Past Loves and Future Sex: Gender, Sexuality, and Romance in Japanese Reality Television

Conference: AAS-in-Asia2020 (AAS-in-Asia2020)
Title: Past Loves and Future Sex: Gender, Sexuality, and Romance in Japanese Reality Television
Stream: Gender & Sexuality
Presentation Type: Panel Presentation
Alexandra Hambleton, Tsuda University, Japan (organizer, presenter)
Lindsay Rebecca Nelson, Meiji University, Japan (presenter)
Elizabeth Rodwell, University of Houston, United States (presenter)

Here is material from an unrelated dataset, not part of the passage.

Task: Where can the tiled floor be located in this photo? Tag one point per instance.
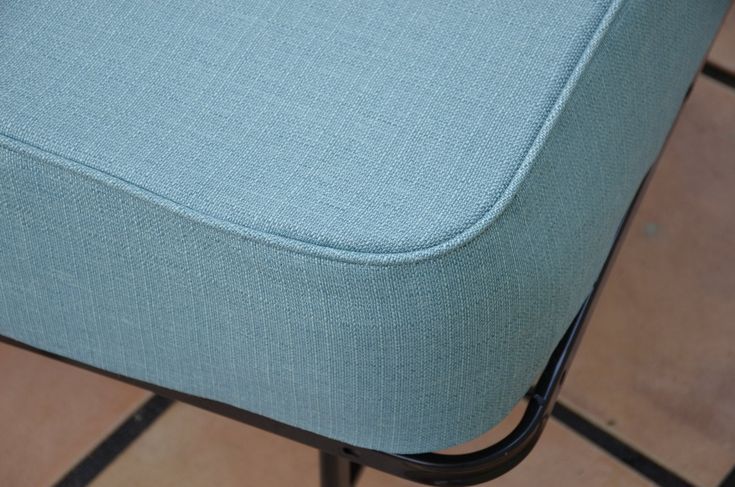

Many have written about the importance of television in Japan in the postwar period (see for example Shunsuke Tsurumi 1987; Jayson Makoto Chung 2007; Shunya Yoshimi 2014; Alisa Freedman 2017). What constitutes television today has shifted from decades past as multiple online platforms allow for increasingly diverse experiences to be represented on screen. Yet despite industrial and technological changes, television as a media form continues to play a significant cultural and iconographic role in Japan today. This panel examines Japanese reality television as a window through which to consider love, marriage, sex, relationships, and kinship in Japan. Yuki Nakayama examines the 1973 variety program Door to Marriage and argues that the program’s reliance on technology represents a marker of development at a time when postwar Japanese society was changing rapidly. Alexandra Hambleton discusses The Bachelor Japan as a modern fairytale with a twist in which women attempt use the program to create their own spin on the Cinderella tale. Lindsay Nelson analyses changing notions of masculinity in the sleeper hit Terrace House and the performance of progressive attitudes towards gender. Finally, Elizabeth Rodwell turns to the future to examine the gendered nature of user interface design through the example of interactive television event Bloody Tube. Taking multiple perspectives on the theme of Japanese reality television, this panel illuminates the multiple ways Japanese society grapples with notions of gender and sexuality, and the role television plays in representing and perhaps even pushing forward social change.